It’s a Heart Issue

I want to continue on the topic from yesterday’s post:  having a healthy fear and respect for God.  I don’t want anyone to think my point was about what clothing is proper to wear to church — legislating what people wear is not what I’m concerned about.  It’s a heart issue; it’s what’s behind the clothing, the language, the worship.  My point is, I think we’ve spent so much time focusing on God as our friend, buddy and pal, that we’ve lost all sense of the fear that caused the Israelites to hit the ground face first when God spoke from the mountain.  What I see in today’s believers, I wonder if we’d even listen immediately or tell God to hang on a second while we finished our cell phone call or conversation with our friend.  I think we’ve become far too casual with God, not in our clothing choices when attending services, but in our hearts. 

I had a (now deceased) friend who was a very devoted Catholic.  He came to visit me once years ago and attended my church.  When we entered the sanctuary, he looked around and said to me with wide eyes, “Are you sure this is a church?”  There were no hushed voices.  There was no awe, no reverence, no sense of entering a holy place.  In fact, personal conversations carried on at high volume several minutes after the start of church as people filtered in the first 20 minutes of service.  He watched with amazement as our worship band “rocked on” with upbeat, contemporary music, colored lights flashing, and drum and guitar solos.  I thought he was impressed with our “accessible to the youthful masses” worship and professional musicians.  The truth is, he was terrified.  He leaned over and yelled in my ear, “I know you tell me this is a church, but it looks and sounds like a rock concert.”  He was afraid of offending God, of making God common.

I think in making God “accessible”, in a lot of ways we have made Him common.  When we are called to be a separate and holy people, we aren’t supposed to look and feel and act and speak like those at a rock concert or a football game or a movie theater. 

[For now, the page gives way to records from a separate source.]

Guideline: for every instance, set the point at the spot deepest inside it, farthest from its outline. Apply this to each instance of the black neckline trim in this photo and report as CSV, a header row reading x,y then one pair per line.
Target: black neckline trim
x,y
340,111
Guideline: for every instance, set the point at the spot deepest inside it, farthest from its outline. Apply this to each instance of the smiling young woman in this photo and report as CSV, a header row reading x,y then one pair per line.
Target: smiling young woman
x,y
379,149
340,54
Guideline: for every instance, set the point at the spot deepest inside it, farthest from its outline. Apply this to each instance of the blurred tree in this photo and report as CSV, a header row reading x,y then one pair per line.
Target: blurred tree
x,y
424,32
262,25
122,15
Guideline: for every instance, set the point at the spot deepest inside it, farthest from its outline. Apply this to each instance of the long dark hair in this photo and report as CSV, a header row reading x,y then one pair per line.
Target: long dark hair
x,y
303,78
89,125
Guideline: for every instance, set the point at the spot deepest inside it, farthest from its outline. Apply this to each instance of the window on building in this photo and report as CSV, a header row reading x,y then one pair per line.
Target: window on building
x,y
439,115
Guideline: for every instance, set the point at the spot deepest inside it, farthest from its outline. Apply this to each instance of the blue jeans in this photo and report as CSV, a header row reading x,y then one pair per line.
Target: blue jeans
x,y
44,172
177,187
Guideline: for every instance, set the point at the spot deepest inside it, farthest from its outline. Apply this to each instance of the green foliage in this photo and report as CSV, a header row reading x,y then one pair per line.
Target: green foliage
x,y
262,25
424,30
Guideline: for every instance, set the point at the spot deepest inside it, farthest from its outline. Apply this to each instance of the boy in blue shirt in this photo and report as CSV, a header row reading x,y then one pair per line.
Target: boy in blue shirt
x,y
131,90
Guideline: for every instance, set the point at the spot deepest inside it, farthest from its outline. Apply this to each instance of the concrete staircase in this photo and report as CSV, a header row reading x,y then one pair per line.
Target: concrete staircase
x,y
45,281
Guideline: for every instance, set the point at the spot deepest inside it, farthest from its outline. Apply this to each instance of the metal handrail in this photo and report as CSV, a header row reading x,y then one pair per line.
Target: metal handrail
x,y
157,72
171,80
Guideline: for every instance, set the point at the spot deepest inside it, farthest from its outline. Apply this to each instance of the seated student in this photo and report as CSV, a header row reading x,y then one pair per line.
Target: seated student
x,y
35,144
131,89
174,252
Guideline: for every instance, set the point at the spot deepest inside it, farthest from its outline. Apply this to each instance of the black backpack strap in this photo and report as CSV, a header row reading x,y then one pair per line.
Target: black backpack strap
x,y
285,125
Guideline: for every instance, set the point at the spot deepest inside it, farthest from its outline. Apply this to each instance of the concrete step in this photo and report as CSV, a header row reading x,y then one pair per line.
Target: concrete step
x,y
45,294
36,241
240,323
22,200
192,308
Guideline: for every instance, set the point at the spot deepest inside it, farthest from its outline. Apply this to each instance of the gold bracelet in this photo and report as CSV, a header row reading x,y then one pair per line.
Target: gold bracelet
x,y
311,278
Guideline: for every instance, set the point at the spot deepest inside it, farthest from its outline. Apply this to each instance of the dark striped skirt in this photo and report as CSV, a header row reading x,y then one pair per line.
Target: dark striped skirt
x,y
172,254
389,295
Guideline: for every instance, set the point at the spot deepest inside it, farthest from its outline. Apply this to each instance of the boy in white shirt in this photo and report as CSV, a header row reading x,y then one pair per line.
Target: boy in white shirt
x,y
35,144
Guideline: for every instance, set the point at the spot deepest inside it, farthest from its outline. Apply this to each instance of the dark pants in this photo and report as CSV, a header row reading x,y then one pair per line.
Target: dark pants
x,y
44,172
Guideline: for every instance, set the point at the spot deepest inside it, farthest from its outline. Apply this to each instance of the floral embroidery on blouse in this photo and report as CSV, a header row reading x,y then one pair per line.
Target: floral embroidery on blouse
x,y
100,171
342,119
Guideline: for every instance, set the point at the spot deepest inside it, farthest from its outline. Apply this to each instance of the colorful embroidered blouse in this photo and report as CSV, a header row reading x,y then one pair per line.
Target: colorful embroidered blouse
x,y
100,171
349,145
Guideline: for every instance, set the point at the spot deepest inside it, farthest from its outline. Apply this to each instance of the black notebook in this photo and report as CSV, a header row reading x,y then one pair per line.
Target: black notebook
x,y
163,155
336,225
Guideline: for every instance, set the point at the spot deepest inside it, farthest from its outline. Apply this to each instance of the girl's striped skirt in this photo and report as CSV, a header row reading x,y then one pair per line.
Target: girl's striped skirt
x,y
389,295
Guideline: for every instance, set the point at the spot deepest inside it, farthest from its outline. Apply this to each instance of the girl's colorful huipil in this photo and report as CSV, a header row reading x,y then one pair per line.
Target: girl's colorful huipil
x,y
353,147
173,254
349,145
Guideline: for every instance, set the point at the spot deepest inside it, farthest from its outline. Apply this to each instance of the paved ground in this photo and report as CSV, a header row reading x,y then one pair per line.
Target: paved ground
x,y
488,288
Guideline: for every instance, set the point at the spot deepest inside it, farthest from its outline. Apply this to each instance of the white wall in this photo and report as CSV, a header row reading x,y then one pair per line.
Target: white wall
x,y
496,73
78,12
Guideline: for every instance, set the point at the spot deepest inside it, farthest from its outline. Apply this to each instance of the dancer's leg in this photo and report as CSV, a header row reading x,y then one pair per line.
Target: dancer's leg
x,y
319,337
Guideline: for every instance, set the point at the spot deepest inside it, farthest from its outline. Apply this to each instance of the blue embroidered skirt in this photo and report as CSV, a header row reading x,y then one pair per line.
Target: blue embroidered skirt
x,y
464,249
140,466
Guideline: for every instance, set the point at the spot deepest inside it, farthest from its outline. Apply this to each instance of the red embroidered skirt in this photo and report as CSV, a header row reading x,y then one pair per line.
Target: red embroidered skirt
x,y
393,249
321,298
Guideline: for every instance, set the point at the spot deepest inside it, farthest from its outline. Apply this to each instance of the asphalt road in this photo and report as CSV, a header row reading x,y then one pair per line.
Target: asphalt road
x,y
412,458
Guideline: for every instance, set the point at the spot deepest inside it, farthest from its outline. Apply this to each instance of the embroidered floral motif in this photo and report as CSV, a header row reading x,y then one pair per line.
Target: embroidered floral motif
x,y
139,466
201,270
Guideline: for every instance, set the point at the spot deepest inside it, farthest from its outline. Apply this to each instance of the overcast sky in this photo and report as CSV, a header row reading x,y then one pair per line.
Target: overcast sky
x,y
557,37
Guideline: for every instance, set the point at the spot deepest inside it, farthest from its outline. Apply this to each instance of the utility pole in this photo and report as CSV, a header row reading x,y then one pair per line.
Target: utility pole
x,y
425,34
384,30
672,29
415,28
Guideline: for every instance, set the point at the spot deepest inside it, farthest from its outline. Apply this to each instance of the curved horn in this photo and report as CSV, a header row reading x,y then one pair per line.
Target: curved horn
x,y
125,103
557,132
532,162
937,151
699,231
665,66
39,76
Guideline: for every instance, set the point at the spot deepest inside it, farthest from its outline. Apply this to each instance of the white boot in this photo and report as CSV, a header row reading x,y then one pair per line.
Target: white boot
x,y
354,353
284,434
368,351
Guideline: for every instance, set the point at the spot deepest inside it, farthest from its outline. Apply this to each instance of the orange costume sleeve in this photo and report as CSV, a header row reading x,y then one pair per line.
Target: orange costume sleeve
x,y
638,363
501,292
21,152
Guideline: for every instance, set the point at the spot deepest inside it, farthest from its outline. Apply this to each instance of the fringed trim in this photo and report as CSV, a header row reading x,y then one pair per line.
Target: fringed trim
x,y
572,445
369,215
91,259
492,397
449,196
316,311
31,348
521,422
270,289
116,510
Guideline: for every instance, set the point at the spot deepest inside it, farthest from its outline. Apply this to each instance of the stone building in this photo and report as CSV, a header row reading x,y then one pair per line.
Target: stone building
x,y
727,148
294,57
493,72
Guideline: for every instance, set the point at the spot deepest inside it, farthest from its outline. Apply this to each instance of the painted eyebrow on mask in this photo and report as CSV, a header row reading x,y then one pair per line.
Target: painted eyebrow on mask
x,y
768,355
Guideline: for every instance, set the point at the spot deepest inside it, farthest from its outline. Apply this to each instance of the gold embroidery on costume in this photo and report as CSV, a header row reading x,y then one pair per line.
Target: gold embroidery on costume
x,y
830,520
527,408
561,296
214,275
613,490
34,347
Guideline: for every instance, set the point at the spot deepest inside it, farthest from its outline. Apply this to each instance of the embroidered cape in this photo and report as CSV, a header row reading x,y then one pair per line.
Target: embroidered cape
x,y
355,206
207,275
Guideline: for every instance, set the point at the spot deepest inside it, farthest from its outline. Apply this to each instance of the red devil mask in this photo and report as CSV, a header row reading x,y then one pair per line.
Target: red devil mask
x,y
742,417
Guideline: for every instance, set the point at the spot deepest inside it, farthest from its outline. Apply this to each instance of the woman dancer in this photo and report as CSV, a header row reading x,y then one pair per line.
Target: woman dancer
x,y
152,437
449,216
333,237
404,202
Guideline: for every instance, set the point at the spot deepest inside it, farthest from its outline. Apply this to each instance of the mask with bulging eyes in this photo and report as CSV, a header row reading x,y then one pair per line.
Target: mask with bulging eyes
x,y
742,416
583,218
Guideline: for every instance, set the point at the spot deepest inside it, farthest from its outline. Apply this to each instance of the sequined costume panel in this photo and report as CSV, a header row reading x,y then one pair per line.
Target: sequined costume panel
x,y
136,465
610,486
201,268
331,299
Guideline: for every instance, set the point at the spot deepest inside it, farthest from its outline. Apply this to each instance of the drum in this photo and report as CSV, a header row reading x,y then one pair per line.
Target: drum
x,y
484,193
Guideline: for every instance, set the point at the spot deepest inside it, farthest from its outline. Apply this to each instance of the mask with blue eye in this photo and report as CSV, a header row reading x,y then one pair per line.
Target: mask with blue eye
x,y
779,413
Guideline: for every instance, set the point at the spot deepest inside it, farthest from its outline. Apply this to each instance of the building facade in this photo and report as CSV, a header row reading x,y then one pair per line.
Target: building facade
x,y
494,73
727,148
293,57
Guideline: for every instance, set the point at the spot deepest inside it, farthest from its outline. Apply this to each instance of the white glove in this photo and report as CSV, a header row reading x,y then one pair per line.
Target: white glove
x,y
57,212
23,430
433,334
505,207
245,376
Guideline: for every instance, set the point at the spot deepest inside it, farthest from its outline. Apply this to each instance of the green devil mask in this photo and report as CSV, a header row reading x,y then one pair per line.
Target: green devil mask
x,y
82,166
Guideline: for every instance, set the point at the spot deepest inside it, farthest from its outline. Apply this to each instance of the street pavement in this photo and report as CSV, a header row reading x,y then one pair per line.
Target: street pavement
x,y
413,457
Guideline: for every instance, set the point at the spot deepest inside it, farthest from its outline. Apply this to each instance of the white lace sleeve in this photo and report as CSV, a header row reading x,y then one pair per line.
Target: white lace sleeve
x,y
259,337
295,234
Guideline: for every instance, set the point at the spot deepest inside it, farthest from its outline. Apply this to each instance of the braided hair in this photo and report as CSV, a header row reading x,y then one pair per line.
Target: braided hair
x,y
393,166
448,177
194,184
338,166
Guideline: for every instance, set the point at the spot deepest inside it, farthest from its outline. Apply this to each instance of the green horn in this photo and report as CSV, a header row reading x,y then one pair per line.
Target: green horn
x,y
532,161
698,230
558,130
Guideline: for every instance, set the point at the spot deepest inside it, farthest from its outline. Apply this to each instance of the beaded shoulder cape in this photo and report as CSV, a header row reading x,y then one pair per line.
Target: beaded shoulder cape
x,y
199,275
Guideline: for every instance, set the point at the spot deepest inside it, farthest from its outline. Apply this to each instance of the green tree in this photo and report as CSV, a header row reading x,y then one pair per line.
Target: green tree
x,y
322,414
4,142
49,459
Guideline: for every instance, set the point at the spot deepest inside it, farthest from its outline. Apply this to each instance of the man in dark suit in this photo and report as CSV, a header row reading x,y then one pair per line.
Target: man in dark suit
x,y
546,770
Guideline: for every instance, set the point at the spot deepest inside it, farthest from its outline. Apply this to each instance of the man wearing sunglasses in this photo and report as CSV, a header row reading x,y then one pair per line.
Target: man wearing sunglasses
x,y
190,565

“But my intentions are right; God knows my heart and He knows I’m sincere in my worship.”  Really?  Because in my Bible, there is a lot of detailed description regarding the proper and improper way to approach God.  For example, when Moses approached the burning bush and God told him to remove his shoes because he was on holy ground.  There were dire consequences for trying to approach God’s holiness with unholy, human bodies, regardless of the Hebrews good intentions.  Aaron’s sons just wanted to worship God and make sacrifices to Him.  Their intentions may have been pure, but they were killed just the same.  Incidentally, please note that Aaron wasn’t ticked at God; he was ticked at his sons for their disobedience and presumptive attitudes to worship in their own way.  You may want to stop the ark of the covenant from falling on the ground and breaking — very noble intentions — but when your unsanctified commonness comes in contact with God’s holiness, you’re going to die.  Just because God no longer strikes people dead for disobedience, it isn’t a sign of His approval. 

Believers seem to go from extreme to extreme.  We have replaced the unfeeling and unemotional ritualism of worship with an “anything goes, whatever it takes to get people’s attention” form of worship.  I’m not saying you can’t have fun worshiping God.  I’m not saying we don’t need to be creative in reaching out to young people, to the unchurched and to the disenchanted former believers.  Sanctification doesn’t happen in a day.  But it does bother me when we seem to lose sight of God’s holiness and command for respect.  It bothers me that we get them in the door, but don’t even start the process of working toward sanctification. 

We’ve been so busy making God a god of love that we forget God isn’t all about love.  He is love, 100% through and through.  But sometimes love comes in the form of discipline, punishment and correction.  Because we think about God as a god for forgiveness, we forget that He’s also a god of uncompromising standards.  Because we make him accessible, we forget that He’s royalty, Omnipotent, the King of the Universe, the Creator of Life and Death.  We have lost reverence which, I think, comes from a loss of perspective.  God is accessible to each one of us and cares for every little thing about us.  But God is not another friend on Facebook. 

I guess the best way I can explain it is this:  in all the television shows and movies you’ve seen about the White House, have you noticed that even the president’s closest advisors call him, “Mr. President”, even in private?  His chief of staff may have been in his fraternity in college, they may have partied together and thrown up together, but the minute the president took his oath, “Jim” became “Sir” or “Mister President”.  Well, we can’t forget that although God is your best friend, the lover of your soul, your father, your protector, your provider, your strength, He’s still “Mr. God”.  Does that make sense?  I don’t care if it’s worshiping in public or praying in private, we need to be real and honest with God in order to have a real relationship with Him.  But we can’t lose sight of the fact that He’s holy, separated, set apart, uncommon.   We need to regain a sense of awe and reverence for God, in the church and in our hearts.